The Mission
Year: | 1986 |
Director: | Roland Joffe |
Writer: | Roland Joffe |
Cast: | Robert De Niro, Jeremy Irons, Liam Neeson, Aidan Quinn |

A Jesuit missionary is murdered by the native tribespeople living above a waterfall in the jungle hinterland between Paraguay Brazil.
A priest from the mission, Father Gabriel, climbs the waterfall to investigate and meets the tribespeople, who accept him as their own after some suspicion, letting him establish another mission in their lands, after which the missionaries and natives live together in perfect harmony.
Meanwhile, slavetrader and mercenary Rodrigo (De Niro) is put in jail after killing his own brother in a crime of passion, and it's from there Gabriel encourages him to embrace God and forgive himself, something Rodrigo does so absolutely he joins the church. The scene of him dragging the net full of metal up the mountains for penance is heartbreaking and powerful.
Trouble brews in Europe, however, as the Spanish and Portugese conquistadors start to carve up the lands of South America for colonisation, and after a senior priest surveys the missions of the area, he virtually starts a war by decreeing the mission closed down and the tribespeople disbanded.
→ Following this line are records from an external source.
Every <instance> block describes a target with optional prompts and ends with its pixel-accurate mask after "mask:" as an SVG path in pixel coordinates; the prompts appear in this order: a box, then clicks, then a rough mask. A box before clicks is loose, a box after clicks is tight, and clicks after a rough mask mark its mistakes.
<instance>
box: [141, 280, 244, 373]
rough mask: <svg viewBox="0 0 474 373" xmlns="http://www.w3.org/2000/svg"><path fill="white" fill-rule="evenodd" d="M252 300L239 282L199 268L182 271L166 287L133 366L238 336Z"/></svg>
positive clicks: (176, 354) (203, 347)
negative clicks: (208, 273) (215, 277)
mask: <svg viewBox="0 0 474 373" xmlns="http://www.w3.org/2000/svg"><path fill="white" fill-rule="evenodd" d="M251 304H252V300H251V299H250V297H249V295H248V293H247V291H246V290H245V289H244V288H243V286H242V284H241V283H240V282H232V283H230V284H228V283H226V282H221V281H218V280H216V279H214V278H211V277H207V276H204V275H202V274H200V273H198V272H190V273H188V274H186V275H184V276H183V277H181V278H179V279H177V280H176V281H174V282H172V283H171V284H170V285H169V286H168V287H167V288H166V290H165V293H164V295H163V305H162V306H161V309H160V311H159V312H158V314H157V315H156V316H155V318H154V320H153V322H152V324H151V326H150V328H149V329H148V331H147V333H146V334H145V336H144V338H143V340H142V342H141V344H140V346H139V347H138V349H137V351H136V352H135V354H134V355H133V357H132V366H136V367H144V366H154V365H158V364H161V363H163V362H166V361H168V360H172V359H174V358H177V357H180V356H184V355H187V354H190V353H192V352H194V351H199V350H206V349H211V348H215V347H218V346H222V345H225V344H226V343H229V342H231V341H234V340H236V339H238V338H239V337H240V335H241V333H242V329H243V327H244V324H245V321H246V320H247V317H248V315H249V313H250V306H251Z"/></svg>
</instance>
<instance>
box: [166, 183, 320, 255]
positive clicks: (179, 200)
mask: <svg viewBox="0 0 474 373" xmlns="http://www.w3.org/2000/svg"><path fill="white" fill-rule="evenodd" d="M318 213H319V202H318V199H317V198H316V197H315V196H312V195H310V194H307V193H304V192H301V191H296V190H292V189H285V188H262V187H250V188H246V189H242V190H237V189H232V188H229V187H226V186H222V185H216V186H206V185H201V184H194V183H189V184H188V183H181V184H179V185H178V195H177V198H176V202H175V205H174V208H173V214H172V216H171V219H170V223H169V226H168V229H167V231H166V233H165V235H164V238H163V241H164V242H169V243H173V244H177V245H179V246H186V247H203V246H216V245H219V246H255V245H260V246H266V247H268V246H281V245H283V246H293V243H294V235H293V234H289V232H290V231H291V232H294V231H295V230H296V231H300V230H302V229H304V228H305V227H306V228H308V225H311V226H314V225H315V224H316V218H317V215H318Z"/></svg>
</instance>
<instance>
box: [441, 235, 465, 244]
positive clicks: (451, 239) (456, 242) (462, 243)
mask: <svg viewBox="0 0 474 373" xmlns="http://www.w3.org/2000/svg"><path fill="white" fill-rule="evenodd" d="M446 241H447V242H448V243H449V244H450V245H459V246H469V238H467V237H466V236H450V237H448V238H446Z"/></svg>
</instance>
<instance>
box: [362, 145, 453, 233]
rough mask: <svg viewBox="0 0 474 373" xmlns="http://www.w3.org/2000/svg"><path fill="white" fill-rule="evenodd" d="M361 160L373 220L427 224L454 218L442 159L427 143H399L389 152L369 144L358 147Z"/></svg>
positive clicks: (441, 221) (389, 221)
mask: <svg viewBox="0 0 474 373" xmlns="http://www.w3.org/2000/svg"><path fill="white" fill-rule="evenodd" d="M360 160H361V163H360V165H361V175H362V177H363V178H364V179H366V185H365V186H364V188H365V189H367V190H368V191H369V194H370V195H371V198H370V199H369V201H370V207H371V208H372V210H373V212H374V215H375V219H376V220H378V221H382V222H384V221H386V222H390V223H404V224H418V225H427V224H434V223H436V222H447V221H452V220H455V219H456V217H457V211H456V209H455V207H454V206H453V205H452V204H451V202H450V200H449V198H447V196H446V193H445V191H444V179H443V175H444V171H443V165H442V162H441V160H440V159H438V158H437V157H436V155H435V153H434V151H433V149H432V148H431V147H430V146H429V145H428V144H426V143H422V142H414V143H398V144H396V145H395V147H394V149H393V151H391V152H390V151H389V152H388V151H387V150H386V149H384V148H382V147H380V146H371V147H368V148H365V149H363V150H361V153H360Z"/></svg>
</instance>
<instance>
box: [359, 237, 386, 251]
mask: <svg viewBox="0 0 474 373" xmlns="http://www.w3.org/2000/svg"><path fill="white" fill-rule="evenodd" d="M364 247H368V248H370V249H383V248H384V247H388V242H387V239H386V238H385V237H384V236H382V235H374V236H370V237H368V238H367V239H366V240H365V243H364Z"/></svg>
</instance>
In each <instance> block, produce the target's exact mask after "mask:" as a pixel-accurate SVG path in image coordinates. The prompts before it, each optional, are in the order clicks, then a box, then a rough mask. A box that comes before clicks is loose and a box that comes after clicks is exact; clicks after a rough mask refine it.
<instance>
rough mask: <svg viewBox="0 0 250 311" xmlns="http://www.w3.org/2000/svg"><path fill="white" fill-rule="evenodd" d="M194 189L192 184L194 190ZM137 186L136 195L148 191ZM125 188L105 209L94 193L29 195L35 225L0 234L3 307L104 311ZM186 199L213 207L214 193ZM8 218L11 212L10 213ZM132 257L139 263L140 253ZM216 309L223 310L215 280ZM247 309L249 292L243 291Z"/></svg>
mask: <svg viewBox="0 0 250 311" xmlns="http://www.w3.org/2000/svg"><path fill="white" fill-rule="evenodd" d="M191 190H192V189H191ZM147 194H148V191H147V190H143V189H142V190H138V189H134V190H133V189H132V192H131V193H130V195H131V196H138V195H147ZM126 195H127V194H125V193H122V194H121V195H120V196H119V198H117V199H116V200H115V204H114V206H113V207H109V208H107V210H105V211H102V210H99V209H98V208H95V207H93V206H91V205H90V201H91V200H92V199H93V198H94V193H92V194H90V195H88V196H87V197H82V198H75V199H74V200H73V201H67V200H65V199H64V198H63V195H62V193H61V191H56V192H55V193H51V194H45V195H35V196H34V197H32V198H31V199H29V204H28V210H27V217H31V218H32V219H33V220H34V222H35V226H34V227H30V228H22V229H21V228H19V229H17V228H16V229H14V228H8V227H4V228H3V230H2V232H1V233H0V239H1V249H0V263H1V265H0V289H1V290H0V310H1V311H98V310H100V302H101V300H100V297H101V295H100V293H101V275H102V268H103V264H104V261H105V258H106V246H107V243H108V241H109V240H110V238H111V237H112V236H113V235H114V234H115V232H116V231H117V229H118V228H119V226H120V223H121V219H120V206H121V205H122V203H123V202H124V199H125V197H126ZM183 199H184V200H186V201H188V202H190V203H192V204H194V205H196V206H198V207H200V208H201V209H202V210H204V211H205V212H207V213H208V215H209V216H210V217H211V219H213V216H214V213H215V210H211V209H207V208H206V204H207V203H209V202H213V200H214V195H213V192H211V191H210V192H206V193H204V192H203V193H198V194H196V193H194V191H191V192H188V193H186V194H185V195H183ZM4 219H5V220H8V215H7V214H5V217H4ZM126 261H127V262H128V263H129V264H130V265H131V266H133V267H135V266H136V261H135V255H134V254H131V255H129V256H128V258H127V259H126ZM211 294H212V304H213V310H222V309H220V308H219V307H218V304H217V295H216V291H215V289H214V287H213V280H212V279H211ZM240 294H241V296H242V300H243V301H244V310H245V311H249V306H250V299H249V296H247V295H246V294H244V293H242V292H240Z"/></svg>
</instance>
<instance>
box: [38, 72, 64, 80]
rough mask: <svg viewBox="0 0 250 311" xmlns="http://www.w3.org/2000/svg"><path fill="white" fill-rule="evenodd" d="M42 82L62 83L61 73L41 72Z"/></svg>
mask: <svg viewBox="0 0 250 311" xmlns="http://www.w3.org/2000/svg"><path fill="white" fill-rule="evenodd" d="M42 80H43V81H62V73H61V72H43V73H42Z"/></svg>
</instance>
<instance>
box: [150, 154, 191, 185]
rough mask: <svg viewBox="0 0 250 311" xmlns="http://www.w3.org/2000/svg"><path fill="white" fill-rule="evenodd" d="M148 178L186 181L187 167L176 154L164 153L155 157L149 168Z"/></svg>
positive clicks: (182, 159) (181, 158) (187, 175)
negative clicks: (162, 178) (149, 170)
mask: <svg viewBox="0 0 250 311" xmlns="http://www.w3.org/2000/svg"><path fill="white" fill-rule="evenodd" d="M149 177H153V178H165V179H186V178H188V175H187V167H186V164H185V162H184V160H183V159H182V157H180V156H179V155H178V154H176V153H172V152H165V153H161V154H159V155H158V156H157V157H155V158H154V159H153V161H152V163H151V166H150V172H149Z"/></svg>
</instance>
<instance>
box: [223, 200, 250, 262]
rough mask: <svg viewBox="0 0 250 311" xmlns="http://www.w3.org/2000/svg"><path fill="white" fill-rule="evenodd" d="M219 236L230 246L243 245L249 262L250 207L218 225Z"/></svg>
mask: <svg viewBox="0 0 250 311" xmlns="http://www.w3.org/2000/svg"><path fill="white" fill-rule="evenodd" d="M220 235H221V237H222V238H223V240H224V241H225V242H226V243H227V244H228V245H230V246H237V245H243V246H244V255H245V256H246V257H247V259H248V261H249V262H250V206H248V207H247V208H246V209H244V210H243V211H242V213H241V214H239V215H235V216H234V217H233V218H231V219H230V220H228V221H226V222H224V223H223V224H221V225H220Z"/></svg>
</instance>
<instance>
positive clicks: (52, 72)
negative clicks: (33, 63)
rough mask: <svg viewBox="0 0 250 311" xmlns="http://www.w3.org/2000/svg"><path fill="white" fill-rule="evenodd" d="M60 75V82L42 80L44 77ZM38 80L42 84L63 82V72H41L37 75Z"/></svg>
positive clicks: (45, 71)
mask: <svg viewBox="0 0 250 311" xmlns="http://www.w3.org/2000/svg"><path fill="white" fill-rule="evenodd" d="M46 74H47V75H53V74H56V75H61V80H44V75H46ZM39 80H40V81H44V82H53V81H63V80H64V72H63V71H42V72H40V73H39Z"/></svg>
The Jesuits, led by Rodrigo and an idealistic young priest (a very young Liam Neeson), stage defensive measures – Rodrigo drawing on his violent past and rallying many of the natives behind him.
As it's based on a true story, you might know how it ends, but despite the absence of a happy ending, the film has everything going for it. The sweeping, lush and haunting photography is perfectly accompanied by Ennio Morricone's score, and it features two performers at their peak of their abilities under Joffe's eye, one with a very keen sense of the flavour movie he was making, and which he did to the letter.